Daniele Caramani joined the University of Zurich in 2014. His research bridges comparative politics, European integration and globalisation. Since 2023 he is principal investigator of a ERC Advanced Grant on global cleavages across world regions that extends his analysis of nationalisation and Europeanisation to global socio-economic and cultural structures, alignments in supra-national parliamentary institutions and the discourse by transnational actors, agencies and media. His book on The Nationalization of Politics (CUP 2004) was awarded the Stein Rokkan Prize and was followed by The Europeanization of Politics (CUP 2015). His work addresses the interplay between territorial and the leftâright class dimension about inequality, reaching back to the first phases of mass democratisation, state building, nationalism and industrialisation in the 19th century.
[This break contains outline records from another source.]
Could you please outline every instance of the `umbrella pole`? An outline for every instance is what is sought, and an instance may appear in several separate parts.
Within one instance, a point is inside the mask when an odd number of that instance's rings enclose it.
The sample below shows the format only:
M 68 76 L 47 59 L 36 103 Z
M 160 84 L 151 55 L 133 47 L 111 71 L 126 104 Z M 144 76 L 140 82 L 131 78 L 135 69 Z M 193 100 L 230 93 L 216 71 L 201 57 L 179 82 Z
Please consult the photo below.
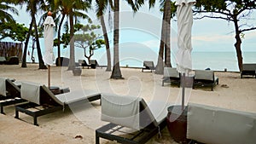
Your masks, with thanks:
M 48 88 L 50 87 L 50 66 L 48 66 Z
M 182 75 L 182 84 L 183 84 L 183 88 L 182 88 L 182 110 L 184 109 L 184 100 L 185 100 L 185 73 L 183 73 Z

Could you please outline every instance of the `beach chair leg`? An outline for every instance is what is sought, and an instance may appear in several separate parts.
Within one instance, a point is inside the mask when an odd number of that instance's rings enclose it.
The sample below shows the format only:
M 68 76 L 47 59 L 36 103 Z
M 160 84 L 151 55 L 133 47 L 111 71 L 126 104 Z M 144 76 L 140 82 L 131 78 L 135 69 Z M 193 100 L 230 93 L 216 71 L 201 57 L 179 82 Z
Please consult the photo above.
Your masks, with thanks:
M 38 118 L 36 116 L 34 116 L 33 118 L 34 118 L 34 125 L 39 126 L 38 124 Z
M 19 119 L 19 111 L 15 110 L 15 118 Z
M 96 140 L 95 140 L 95 141 L 96 141 L 96 144 L 100 144 L 100 137 L 97 134 L 97 131 L 96 131 Z
M 1 107 L 1 113 L 2 113 L 2 114 L 5 114 L 5 113 L 3 112 L 3 106 L 1 105 L 0 107 Z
This work is complemented by research on transnational voting rights and the transformation of representation through populist nationalism and technocratic supra-national integration. He has co-edited volumes on Voting Rights in the Age of Globalization (Routledge 2015) and The Technocratic Challenge to Democracy (Routledge 2020), and published articles in the American Political Science Review, American Journal of Political Science, West European Politics, Party Politics, Comparative European Politics, among others.
The empirical approach is comparative and quantitative, based on large cross-country longitudinal datasets. Caramani authored Elections in Western Europe since 1815: Electoral Results by Constituencies (Palgrave 2000, with CD-ROM), expanded into the Constituency-Level Elections Archive (CLEA), of which he is a founding director, and which has received the APSA Dataset Award. He authored Introduction to the Comparative Method with Boolean Algebra (Sage, Quantitative Applications in the Social Sciences 2009) and, for a student readership, he edits the textbook Comparative Politics (OUP 2023, sixth edition).